AI Semantle is a sophisticated artificial intelligence project designed to tackle the popular word puzzle game, Semantle. In the wake of the Wordle phenomenon, games like Semantle have gained immense popularity, offering unique challenges that meld linguistic intuition with strategic gameplay. Semantle, in particular, sets itself apart by requiring players to guess a hidden word, receiving feedback in the form of similarity scores with each attempt. This project explores the application of AI techniques to effectively play and solve Semantle, leveraging advanced concepts in natural language processing and reinforcement learning.
AI Semantle is structured around a core AI agent capable of interacting with the Semantle game environment. This agent employs a combination of strategies and algorithms to emulate the decision-making process a human player might undertake. The project is divided into several key components:
-
Q-Learning Implementation: At the heart of the AI Semantle agent is a Q-Learning algorithm.
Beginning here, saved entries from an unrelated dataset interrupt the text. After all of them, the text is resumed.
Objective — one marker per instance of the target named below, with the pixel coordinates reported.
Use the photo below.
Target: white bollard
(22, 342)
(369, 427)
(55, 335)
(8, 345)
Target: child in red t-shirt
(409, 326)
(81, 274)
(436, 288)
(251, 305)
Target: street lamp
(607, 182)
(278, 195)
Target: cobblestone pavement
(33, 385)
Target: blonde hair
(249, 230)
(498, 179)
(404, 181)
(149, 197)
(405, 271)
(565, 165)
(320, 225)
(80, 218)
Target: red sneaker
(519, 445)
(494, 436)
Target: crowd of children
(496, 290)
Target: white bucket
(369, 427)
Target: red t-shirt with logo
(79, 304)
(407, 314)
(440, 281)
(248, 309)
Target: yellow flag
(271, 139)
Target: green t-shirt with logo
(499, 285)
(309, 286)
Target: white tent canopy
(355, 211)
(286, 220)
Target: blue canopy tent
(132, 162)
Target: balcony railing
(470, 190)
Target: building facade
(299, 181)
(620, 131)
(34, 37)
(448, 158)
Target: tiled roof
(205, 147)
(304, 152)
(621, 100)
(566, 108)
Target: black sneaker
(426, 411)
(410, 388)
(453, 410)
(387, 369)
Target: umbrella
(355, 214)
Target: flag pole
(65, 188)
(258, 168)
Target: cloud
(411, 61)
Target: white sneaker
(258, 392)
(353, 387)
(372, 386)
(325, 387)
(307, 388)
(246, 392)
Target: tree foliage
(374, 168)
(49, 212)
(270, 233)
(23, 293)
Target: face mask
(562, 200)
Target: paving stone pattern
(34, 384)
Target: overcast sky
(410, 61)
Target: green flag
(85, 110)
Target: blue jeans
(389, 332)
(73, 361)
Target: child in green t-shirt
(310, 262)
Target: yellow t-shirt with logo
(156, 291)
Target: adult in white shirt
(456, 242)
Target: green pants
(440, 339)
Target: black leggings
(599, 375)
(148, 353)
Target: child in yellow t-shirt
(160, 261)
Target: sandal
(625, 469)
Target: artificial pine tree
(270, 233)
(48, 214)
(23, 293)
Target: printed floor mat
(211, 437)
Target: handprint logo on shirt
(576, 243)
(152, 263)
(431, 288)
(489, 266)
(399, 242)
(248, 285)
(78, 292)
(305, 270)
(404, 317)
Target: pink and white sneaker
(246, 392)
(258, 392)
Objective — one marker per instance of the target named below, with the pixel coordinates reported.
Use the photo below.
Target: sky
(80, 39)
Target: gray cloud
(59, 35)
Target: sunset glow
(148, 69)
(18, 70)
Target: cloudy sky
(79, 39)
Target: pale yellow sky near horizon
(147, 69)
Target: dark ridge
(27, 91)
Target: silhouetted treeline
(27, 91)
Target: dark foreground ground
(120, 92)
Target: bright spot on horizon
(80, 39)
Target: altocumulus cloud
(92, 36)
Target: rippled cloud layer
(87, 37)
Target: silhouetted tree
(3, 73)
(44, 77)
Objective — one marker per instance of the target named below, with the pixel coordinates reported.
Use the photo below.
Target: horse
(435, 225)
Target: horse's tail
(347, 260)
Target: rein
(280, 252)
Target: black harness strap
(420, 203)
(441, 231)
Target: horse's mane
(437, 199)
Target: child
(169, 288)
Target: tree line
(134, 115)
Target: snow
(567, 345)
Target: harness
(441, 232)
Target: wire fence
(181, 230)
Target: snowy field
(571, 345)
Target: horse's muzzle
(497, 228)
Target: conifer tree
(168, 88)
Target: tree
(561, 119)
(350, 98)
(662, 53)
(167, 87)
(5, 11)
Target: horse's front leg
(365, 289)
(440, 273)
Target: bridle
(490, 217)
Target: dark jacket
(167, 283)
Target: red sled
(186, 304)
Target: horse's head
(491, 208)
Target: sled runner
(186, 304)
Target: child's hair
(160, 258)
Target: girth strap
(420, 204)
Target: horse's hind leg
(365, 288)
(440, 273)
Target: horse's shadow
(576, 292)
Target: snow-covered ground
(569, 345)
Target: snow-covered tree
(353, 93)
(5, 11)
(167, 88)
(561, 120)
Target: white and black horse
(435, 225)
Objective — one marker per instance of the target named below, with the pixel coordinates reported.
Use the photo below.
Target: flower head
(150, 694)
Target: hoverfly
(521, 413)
This machine learning approach enables the agent to make informed decisions based on the game's current state and learned experiences.
-
Clustering Mechanism: To efficiently navigate the extensive vocabulary of Semantle, the AI employs clustering techniques. This approach groups semantically similar words, allowing the AI to make more strategic guesses.
-
Heuristic Functions: The AI utilizes heuristic methods to choose specific words from clusters. These functions guide the agent towards more promising guesses based on the game's feedback.
-
Recurrent Neural Network (RNN) Integration: An RNN model is incorporated to enhance the guessing strategy, especially in more complex scenarios where traditional methods may falter.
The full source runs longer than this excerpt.